No great harm will be done in repealing this archaic statute that has become even more ridiculous because of the lack of physical evidence that would have marked town lines had the law been observed from its inception. The selectmen and women would surely become lost.

However, it is important that the original intent and reasoning behind this statute be given serious thought. As Weber pointed out, the perambulation law first appeared in Maine in 1868, “following a property line dispute between the Small family and the Lufkins.” This important clue as to why someone came up with this statute makes sense to surveyors and others who deal with property boundaries, especially those descriptions calling for the town line to be a boundary.

Further investigation reveals that only the two towns that share a common boundary can agree as to where that boundary line is. Landowners on either side of a town line cannot establish the location of the town line, which is also their common line.

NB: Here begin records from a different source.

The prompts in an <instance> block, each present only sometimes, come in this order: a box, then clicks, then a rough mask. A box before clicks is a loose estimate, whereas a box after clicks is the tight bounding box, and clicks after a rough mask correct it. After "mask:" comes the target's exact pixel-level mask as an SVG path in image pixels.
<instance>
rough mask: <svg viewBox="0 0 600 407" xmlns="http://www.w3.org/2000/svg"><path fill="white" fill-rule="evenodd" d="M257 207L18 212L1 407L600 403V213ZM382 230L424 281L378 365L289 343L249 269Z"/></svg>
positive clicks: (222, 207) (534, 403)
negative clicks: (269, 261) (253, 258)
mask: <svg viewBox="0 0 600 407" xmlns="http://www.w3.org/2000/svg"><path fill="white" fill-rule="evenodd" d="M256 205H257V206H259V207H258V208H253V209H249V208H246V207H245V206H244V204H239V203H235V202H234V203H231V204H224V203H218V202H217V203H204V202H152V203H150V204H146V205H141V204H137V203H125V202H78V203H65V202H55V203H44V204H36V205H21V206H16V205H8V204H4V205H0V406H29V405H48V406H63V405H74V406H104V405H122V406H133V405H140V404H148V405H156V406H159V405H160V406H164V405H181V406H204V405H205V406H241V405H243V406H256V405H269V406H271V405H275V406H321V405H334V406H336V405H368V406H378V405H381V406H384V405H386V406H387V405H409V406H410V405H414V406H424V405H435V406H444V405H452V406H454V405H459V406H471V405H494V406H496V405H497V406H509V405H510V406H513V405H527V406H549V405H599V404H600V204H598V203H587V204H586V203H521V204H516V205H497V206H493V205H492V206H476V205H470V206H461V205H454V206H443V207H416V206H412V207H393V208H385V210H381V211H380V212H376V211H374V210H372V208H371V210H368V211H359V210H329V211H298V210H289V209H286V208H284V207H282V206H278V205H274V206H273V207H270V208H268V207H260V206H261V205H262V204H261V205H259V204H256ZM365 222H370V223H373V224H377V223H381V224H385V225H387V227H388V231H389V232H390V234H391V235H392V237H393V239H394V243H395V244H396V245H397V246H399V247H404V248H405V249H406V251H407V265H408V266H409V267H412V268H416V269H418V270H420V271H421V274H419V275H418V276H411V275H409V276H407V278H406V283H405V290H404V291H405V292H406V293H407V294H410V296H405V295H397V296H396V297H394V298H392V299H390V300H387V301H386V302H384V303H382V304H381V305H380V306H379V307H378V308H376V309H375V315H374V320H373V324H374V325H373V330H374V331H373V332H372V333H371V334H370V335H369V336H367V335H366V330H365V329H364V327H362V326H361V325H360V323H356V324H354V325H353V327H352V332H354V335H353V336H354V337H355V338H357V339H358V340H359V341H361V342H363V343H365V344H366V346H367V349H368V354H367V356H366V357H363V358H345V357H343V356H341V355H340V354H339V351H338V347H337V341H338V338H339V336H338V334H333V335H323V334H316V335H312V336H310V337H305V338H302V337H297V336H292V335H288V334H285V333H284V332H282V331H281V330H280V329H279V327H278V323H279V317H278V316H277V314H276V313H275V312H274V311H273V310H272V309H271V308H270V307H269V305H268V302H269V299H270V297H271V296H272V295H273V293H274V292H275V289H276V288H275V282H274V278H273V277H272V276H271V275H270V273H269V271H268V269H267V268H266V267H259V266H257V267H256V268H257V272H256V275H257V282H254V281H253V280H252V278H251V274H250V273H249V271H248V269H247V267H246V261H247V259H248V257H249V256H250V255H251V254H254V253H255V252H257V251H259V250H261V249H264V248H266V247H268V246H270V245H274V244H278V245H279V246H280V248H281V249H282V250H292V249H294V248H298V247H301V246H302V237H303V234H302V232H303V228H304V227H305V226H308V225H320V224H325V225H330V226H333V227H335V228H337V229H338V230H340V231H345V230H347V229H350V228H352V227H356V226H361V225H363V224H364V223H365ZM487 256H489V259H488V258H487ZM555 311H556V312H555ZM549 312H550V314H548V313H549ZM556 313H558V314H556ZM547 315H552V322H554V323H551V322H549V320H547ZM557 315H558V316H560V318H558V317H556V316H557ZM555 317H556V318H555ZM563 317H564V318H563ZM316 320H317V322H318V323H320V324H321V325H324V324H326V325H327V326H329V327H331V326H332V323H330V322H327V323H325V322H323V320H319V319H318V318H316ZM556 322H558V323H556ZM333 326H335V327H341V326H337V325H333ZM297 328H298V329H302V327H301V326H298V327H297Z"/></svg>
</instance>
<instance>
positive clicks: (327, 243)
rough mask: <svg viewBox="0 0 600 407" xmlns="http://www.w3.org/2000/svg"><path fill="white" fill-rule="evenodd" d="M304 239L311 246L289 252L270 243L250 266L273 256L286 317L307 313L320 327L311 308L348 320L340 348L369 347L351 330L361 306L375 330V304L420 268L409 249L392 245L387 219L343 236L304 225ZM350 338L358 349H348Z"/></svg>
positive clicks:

It becomes obvious that when the exact location the town line has been lost, and two abutting landowners dependent on the location of that town line disagree as to its location, there is potential for a boundary dispute. This can only be resolved by correctly locating that town line on the face of the earth.

It surprises me that an individual who owns land bounded by a town line that was ambiguous has not taken the issue to court and sued the town for not living up to its responsibility.

Now the intent of that 1868 legislature begins to make sense. By requiring the selectmen to perambulate the lines within a reasonable time period, it was hoped that the physical evidence along that line would be preserved and not lost with the passage of time. Now we know the law as written has failed. However, the original intent and purpose of such a law still exists in 2003, maybe even more so, because most towns no longer have physical evidence for 100 percent of their town lines.

In the debate over repealing the perambulation statute, it is important that serious thought be given as to why the law first appeared, why is hasn’t worked and what should take its place to make sure towns meet their responsibilities. For those who feel the law is not necessary because town lines are duly recorded at the registry of deeds, one only need consult any surveyor to learn that often the registry of deeds information does little to locate a boundary line on the face of the earth. Hence, surveyors often recommend a boundary agreement between abutters. When the abutters are towns, only the towns can settle the issue as to exactly where the town line is or will be located.

The towns have a responsibility to determine where these lines will be. With modern surveying techniques, it may be easier to reconstruct the location of those lines on the face of the earth, at any time in the future, once the abutting towns have agreed on the location and permanent mounting has been put in place.

Even though the repeal makes sense, it is important that the Legislature come up with a plan that will give the towns a reasonable amount of time to accomplish what they have failed to do for nearly a century and a half. The need is still there.

Richard N. Bedard lives in Columbia Falls.